Trail bars / Cliff/Pro Bar – Good to have for lunch and trail snacks
Nuun tablets – we took too many I think. Used them but not obsessively
Toilet paper – most necessary
Headlamp – yes – used everyday
Hand sanitizer – yes
Sunblock – yes
Bag of medicine (migraine tabs, ibuprofen, Imodium) yes – used in most cases
BabyWipes – Most places had showering facilities (mostly cold) so we could have reduced the amount of baby-wipes we took. I overpacked – haha
Liquid Soap for Body, hair, + clothes (Camp suds): Yes, this does exist and was amazing. Saying that, I chose to avoid using it on my hair as I didn’t want my natural highlights to turn green from the soap.. : ). Only those with grey hair would understand this dilemma. Another thing to note that there were a lot of well groomed hikers. Blokes shaved their faces and ladies shaved their legs… Made T + I feel scruffy.
Although a GPS is not necessary, having a GPS app on your phone with all the maps allowed us to plan the days. Also having the GR20 guide on the phone was really helpful to read ahead.
Clothes pegs: we took 10 and they’re were SO handy to peg out our smalls of an evening.
Sam Splint: We took one of these but thankfully didn’t need it. As far as first aid is concerned we were never more than 100yds from another person.

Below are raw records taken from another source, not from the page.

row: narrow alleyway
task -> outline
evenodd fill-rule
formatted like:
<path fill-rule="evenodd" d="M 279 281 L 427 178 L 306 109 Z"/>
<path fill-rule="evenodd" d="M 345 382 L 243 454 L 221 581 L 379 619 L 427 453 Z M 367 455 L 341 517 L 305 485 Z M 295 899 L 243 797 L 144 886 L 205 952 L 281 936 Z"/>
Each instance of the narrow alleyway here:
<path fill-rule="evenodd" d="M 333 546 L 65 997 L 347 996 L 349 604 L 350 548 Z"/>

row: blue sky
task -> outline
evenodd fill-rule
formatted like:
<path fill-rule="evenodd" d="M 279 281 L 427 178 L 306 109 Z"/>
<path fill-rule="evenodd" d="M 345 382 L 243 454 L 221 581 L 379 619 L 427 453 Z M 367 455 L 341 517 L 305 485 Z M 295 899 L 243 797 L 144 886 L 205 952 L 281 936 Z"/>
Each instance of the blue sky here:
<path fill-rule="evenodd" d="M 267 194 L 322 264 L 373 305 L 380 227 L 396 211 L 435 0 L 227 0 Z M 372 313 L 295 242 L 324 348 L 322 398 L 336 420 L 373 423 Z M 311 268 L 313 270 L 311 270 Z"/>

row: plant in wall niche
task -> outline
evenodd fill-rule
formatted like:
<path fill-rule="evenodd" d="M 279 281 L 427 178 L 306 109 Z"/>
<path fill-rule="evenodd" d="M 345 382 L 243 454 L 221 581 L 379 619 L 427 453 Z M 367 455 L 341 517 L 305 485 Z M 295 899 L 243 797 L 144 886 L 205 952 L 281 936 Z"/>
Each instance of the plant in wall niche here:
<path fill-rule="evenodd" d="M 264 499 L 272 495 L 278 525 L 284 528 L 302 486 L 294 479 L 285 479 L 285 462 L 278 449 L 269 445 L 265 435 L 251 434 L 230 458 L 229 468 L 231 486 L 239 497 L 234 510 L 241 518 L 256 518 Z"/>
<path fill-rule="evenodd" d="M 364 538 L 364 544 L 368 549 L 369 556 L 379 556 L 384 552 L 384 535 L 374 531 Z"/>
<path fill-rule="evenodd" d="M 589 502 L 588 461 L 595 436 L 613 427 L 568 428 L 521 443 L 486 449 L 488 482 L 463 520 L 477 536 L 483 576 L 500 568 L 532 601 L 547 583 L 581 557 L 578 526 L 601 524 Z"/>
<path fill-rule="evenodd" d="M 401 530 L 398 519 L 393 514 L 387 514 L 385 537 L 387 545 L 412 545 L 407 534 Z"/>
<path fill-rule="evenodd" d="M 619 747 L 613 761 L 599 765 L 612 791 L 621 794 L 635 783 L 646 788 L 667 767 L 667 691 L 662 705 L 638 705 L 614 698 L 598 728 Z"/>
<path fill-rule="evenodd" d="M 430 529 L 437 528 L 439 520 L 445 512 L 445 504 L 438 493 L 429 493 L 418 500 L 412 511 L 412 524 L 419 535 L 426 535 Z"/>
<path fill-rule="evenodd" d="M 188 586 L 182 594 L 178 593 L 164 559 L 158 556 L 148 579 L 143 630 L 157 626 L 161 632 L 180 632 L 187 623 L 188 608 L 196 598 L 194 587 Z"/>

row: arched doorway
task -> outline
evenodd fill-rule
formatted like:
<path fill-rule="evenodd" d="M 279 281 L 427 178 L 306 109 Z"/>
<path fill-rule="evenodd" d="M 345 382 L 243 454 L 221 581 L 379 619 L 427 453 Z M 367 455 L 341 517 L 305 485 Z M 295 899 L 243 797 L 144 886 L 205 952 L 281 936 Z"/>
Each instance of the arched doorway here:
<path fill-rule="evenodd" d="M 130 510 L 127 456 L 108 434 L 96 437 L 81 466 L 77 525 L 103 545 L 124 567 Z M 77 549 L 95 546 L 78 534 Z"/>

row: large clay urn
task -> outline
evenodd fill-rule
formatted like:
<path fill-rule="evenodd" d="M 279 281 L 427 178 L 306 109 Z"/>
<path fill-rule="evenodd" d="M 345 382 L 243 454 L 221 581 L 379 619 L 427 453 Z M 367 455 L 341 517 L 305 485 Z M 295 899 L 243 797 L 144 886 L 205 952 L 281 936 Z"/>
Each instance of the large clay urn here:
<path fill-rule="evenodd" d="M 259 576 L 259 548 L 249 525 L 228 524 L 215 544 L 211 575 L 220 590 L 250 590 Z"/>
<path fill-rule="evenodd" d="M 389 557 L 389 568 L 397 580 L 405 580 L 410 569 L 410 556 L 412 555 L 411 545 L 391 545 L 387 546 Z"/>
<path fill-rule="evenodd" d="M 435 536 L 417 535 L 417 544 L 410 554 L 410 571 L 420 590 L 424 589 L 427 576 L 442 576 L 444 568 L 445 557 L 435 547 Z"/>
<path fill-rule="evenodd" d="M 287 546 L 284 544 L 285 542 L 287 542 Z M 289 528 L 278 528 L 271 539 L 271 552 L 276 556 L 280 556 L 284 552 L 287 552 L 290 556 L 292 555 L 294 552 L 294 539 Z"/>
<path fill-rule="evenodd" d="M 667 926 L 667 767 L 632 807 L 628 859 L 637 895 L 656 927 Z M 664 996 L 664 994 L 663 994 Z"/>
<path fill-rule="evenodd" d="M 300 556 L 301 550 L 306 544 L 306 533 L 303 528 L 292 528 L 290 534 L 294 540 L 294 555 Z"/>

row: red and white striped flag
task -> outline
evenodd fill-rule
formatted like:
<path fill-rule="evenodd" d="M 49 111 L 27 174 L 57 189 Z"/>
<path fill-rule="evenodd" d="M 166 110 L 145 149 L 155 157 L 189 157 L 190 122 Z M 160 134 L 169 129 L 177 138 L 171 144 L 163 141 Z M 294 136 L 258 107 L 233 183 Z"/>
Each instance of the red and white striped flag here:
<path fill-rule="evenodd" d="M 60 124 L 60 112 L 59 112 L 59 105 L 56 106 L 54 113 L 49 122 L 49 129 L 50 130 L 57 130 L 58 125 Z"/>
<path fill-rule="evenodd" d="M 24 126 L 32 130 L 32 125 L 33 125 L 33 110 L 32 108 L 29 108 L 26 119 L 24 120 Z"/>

This was a relatively ‘easy’ day in terms of the path and the route. The weather was warm and sunny and the wooded areas gave some nice shade and breeze. The ascent was gradual and most of it was shaded. We left around 8.30 am and took our time. Our proposed train was due to leave Vizzavona at 17.56 and we had estimated the hike would take around 5 hours so we took it really easy.
When we reached Vizzavona we headed to one of the 3 restaurants located at the station and ordered Steak Frites and wine to celebrate our accomplishment. It was pretty sweet.
And just like that, we boarded the train and headed to Ajaccio to collect our bags, have a shower, shave my legs, trim T’s beard, and to sleep in a proper bed.